Tesla is facing a sharp decline in European sales, with February figures showing a staggering 47% drop compared to the same month last year. According to data from Hungary’s Portfolio, the EV giant’s struggles extend into 2025, with sales for the first two months plummeting by nearly half.
While the broader European auto market saw only a modest decline—down 3.4% in February—electric vehicle (EV) sales surged by almost 24%. Yet, Tesla found itself bucking that trend in all the wrong ways. Even in Germany, where overall EV sales jumped 31%, Tesla’s sales nosedived by more than 70%. Similar steep declines were recorded in France (45%), Portugal (50%), Sweden (42%), and Norway (48%).
Industry analysts point to multiple factors behind the slump, including production delays tied to the refreshed Model Y and supply chain issues from Tesla’s Chinese factory. But these alone don’t fully explain the dramatic collapse.
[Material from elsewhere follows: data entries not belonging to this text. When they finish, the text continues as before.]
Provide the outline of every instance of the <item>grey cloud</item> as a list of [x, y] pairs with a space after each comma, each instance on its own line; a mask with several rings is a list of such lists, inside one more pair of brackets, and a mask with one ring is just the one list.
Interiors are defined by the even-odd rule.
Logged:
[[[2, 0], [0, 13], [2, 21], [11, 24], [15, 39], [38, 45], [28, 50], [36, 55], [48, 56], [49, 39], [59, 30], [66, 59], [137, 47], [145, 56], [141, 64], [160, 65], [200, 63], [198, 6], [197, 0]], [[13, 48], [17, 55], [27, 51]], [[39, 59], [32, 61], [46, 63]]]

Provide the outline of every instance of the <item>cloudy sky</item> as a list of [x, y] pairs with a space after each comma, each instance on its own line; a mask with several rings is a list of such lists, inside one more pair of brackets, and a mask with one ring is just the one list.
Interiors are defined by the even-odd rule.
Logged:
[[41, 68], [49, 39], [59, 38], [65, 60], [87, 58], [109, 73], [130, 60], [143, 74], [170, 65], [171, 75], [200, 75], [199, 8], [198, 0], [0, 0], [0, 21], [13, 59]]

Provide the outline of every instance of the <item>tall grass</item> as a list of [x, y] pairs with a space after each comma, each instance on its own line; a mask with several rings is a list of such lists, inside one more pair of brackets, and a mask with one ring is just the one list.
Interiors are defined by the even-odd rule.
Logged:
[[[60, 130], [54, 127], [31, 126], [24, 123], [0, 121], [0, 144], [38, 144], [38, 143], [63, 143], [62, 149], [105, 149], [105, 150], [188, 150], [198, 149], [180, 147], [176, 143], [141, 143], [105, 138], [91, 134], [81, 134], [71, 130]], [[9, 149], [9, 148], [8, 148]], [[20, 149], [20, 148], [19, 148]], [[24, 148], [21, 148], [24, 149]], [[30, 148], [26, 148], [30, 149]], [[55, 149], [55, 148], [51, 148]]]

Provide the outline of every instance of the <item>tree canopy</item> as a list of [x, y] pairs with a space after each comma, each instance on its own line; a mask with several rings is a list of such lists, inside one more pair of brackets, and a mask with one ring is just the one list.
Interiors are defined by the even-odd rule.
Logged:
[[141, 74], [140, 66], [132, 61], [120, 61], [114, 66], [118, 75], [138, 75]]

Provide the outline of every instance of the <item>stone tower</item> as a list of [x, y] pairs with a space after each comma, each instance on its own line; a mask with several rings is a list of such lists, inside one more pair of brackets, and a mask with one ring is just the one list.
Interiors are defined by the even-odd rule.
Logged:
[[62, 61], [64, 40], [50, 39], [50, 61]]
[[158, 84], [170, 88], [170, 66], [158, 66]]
Observers suggest Elon Musk’s increasingly vocal political stances—particularly his engagement with right-wing parties like Alternative for Germany (AfD)—may be souring European consumers on the brand.
Tesla’s troubles aren’t confined to Europe. Sales in China also took a major hit in February, plunging 49%—marking the lowest sales figures since mid-2022. Once commanding over 16% of China’s EV market, Tesla now holds a mere 4.3%. In Europe, its share of the total EV market slipped from 2.8% to 1.8% year-over-year.
Despite these setbacks, Musk has defied doubters before. Tesla still has several high-profile projects in development, including the Optimus humanoid robot and robotaxis. Meanwhile, his other ventures continue to thrive—SpaceX is now valued higher than Musk’s Tesla shares, and X (formerly Twitter), which critics once predicted would go bankrupt, has rebounded to its original purchase price.
While Tesla’s European decline is undeniable, history suggests it may be too soon to count Musk out.